Fishing rodeo a whopper of a success

April 24, 2010|By MARIE GILBERT
  • Charles Turner, left, helps his 9-year-old grandson Benjamin Starkey with the fish he caught Saturday morning at the Fishing Rodeo at the Claud E. Kitchens Outdoor School. Benjamin later found out that the 8-inch bass he caught had just eaten a little 2-inch fish, a possible winner for the smallest fish caught.
By Yvette May/Staff Photographer,

CLEAR SPRING -- Something fishy was going on Saturday morning at the Claud E. Kitchens Outdoor School at Fairview.

Cars packed the parking lots, families carried buckets and chairs, and youths circled the edge of a large pond.

It was the school's first fishing rodeo -- a chance to catch the big one and win a few prizes along the way.

"It's a day of fun and education," said Wayne Eckley, event organizer and a teacher at the outdoor school.
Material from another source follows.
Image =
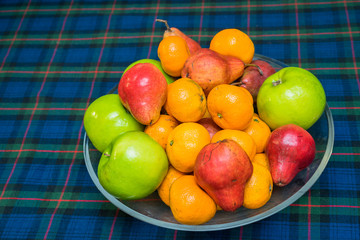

The activity fits in with the school's mission to provide unique experiences that promote environmental awareness, he said.

About 200 people were on hand for the rodeo -- 125 of them contestants.

The age categories for the event included pre-kindergarten to grade 5, grades 6 to 8 and grades 9 to 12.

With the help of parents and grandparents, the participants spent several hours angling for one of the many trout that filled the pond, courtesy of the Maryland Department of Natural Resources' Albert M. Powell Hatchery.


Reserve officers from the National Resources Police served as volunteers, doing all of the scoring and measuring, Eckley said.

Prizes were awarded for the longest trout caught, plus smallest in length and most fish caught of any species.

Hoping to nab one of those prizes was Hunter Mayberry, 5, of Upton, Pa.

Within the first hour of the competition, Hunter had caught six fish, said his grandfather, Patrick Baylor.

"He's gone fishing before," he said. "But this is the first time he's actually caught something."

"He's very excited," said his grandmother, Sharon Baylor. "I think this might spoil him. After today, he'll think he should catch that many fish every time."

Caleb Brown, 8, had caught two sunnies, but no trout, which was his goal for the day, said his mother, Lisa Reed.

"So far, we've been throwing everything back in the water," she said. "We're still waiting for a winner."

In addition to the fishing rodeo, Eckley said the outdoor school also offered displays from Washington County "green schools," as well as a "Wall of Shame" from the Maryland National Resources Police focusing on illegal hunting activities in the state.

Eckley said the fishing rodeo was so successful, "we'll absolutely be doing this again."